Academic background
- Alma mater: University of Otago Faculty of Medicine, University of East London, Auckland University of Technology
- Thesis: Pelvic floor muscle training for female stress urinary incontinence (2003);

Academic work
- Institutions: University of Otago

= Jean Hay-Smith =

New Zealand professor of medicine

Elizabeth Jean Carleton Hay-Smith is a New Zealand academic, and is a full professor at the University of Otago in Wellington, specialising in research on non-surgical treatments for pelvic organ prolapse and bladder problems.

==Academic career==

Hay-Smith was born and brought up in Te Awaroa, and originally trained and worked as a physiotherapist before moving into academia. During her work as a physiotherapist at The London Hospital, obstetrician Wendy Savage began referring women experiencing dyspareunia (painful sex after childbirth) to her. Encouraged to pursue academia by obstetric physiotherapist Jill Mantle, Hay-Smith then studied dyspareunia for her master's degree. Returning to New Zealand, Hay-Smith completed a PhD titled Pelvic floor muscle training for female stress urinary incontinence at the University of Otago in 2003. Hay-Smith then joined the faculty of the University of Otago in Wellington, rising to associate professor in 2014 and full professor in 2020.' Hay-Smith is an honorary associate professor at the University of Stirling. She is part of the Flourishing Together research project on health policy for disabled people.
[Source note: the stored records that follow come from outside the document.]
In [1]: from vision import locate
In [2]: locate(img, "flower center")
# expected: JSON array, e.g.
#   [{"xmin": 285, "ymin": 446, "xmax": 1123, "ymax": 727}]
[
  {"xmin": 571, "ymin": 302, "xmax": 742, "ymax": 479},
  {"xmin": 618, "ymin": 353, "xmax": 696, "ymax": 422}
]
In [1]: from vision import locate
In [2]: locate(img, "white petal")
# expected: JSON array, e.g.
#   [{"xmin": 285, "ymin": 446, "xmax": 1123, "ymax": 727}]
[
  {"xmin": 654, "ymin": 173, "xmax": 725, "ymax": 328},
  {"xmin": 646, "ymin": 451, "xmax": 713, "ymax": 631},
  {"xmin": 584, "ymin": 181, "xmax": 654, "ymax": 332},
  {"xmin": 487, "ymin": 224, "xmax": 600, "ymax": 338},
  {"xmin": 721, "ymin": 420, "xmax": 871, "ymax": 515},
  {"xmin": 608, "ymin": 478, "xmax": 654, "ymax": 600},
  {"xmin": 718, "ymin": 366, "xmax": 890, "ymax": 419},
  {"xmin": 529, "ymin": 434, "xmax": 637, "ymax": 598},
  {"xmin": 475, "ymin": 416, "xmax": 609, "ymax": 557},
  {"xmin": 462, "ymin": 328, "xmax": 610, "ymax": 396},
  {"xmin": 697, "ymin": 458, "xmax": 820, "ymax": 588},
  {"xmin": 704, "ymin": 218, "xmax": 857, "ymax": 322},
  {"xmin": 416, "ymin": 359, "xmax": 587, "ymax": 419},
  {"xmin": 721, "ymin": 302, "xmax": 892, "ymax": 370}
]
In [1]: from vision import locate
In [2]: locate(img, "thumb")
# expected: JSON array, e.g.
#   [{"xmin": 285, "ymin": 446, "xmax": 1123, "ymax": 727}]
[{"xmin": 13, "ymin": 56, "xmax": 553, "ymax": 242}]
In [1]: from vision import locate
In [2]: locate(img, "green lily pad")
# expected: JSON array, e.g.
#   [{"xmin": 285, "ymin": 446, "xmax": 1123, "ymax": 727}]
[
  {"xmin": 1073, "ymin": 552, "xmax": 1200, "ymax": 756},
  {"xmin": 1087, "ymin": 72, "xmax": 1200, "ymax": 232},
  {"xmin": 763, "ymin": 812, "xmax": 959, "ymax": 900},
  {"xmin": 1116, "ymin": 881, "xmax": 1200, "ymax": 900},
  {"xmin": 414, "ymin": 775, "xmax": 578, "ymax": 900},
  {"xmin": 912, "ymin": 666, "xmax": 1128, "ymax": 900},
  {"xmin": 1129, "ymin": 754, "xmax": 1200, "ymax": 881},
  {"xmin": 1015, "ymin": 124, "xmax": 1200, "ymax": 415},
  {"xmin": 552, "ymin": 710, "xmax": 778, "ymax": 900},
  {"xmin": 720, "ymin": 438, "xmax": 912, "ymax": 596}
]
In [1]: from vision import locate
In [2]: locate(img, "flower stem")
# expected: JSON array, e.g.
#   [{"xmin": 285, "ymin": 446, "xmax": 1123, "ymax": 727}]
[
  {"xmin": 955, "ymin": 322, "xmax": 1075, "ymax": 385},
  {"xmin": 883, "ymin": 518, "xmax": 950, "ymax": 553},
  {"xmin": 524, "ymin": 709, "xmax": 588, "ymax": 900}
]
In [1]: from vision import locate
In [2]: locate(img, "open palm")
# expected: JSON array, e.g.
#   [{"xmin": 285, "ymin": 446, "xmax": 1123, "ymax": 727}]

Hay-Smith's research focuses on people with pelvic organ prolapse and bladder issues, such as incontinence. She uses clinical trials to investigate non-surgical treatments, and qualitative research to understand patient perspectives. She has also researched bladder management after stroke. Hay-Smith has contributed to Cochrane reviews on research to improve rehabilitation for bladder leakage and prolapse.